FIG. 6 illustrates a system to evaluate a query over a mark-up language document by performing incremental evaluation of predicates. Query parser 602 receives XPath queries and generates a parse tree for each query. Mark-up language document processor 604 imports a data stream/document into a stream of SAX events. Evaluator 606 receives the parse tree and steam of events and evaluates the received parse tree by reading events one by one from the stream of events and matching the read events with nodes in the parse tree. Evaluator 606 performs the steps outlined in FIGS. 1 and 3 (i.e. evaluating the parse tree, buffering document nodes, performing incremental evaluation and discarding predicate buffers, determining if the predicate has been satisfied and outputting results and discarding result buffers). Buffers 608 comprise the predicate buffers and result buffers.
A system and method has been shown in the above embodiments for the effective implementation of an algorithm for running XPath queries over XML streams with incremental predicate evaluation.

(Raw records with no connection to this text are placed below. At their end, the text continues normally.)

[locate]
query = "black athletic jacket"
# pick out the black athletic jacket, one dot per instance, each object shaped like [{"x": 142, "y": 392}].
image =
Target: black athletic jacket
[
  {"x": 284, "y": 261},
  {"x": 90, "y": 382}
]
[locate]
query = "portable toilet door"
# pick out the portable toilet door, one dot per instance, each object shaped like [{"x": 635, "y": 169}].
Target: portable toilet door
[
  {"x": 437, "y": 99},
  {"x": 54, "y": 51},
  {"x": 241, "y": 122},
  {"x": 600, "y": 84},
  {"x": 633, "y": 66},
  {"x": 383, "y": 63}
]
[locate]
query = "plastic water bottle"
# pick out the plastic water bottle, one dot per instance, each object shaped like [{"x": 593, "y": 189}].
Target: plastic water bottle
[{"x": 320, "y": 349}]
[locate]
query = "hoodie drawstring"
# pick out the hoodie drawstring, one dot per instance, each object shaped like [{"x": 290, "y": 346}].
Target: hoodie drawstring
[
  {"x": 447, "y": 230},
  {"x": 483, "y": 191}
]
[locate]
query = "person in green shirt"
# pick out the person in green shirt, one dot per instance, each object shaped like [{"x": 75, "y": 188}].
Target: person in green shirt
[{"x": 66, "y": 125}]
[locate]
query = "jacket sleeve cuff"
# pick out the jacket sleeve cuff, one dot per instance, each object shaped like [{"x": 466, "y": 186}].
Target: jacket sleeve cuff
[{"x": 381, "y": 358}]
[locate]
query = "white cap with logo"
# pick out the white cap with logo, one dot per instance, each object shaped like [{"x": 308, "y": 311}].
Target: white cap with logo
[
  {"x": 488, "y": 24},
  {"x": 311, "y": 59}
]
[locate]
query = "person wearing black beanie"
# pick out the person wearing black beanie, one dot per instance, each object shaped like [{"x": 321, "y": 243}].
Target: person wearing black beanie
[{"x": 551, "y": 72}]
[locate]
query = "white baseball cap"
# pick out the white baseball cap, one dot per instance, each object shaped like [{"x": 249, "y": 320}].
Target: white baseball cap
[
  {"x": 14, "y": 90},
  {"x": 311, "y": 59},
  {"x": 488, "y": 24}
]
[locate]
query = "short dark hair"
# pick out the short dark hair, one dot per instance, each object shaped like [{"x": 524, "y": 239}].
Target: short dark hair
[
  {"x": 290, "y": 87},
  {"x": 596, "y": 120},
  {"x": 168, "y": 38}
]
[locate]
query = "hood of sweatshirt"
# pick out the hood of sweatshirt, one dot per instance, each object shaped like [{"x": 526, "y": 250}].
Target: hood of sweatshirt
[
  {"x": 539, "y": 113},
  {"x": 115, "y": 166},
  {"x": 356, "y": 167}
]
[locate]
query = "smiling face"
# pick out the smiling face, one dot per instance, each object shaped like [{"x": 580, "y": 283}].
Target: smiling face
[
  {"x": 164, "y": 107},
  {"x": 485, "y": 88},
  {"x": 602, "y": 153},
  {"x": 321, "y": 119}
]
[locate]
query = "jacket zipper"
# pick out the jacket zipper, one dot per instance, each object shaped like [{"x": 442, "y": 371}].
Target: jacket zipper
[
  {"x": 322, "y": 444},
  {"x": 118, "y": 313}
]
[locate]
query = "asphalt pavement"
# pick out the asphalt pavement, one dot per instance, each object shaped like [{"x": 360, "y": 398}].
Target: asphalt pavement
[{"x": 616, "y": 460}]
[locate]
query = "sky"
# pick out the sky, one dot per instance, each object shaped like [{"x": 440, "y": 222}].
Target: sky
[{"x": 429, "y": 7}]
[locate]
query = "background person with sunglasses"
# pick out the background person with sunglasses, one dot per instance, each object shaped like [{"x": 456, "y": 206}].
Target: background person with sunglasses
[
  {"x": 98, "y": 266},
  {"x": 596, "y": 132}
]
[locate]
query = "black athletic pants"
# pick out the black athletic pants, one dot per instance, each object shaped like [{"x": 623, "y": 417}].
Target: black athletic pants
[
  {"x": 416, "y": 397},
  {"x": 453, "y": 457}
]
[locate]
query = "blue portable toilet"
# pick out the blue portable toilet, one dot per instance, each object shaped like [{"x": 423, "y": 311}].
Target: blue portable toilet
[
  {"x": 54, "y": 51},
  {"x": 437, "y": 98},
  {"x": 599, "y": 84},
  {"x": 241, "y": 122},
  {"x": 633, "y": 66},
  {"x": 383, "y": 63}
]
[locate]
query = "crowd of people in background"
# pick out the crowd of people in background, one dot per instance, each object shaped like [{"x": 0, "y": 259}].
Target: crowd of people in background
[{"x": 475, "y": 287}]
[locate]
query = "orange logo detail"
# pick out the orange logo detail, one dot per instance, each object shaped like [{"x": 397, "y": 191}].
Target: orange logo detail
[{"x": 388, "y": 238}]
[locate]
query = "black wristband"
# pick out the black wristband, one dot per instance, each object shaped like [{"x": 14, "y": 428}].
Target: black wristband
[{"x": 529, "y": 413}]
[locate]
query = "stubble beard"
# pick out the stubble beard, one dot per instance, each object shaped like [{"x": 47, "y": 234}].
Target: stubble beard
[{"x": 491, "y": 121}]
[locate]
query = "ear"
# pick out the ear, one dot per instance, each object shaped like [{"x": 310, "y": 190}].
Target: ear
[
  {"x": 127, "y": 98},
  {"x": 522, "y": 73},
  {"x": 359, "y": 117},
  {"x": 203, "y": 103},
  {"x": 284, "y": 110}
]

While various preferred embodiments have been shown and described, it will be understood that there is no intent to limit the invention by such disclosure, but rather, it is intended to cover all modifications failing within the spirit and scope of the invention, as defined in the appended claims. For example, the present invention should not be limited by software/program, type of mark-up language document used, type of event handler used, type of queries used, computing environment, or specific computing hardware.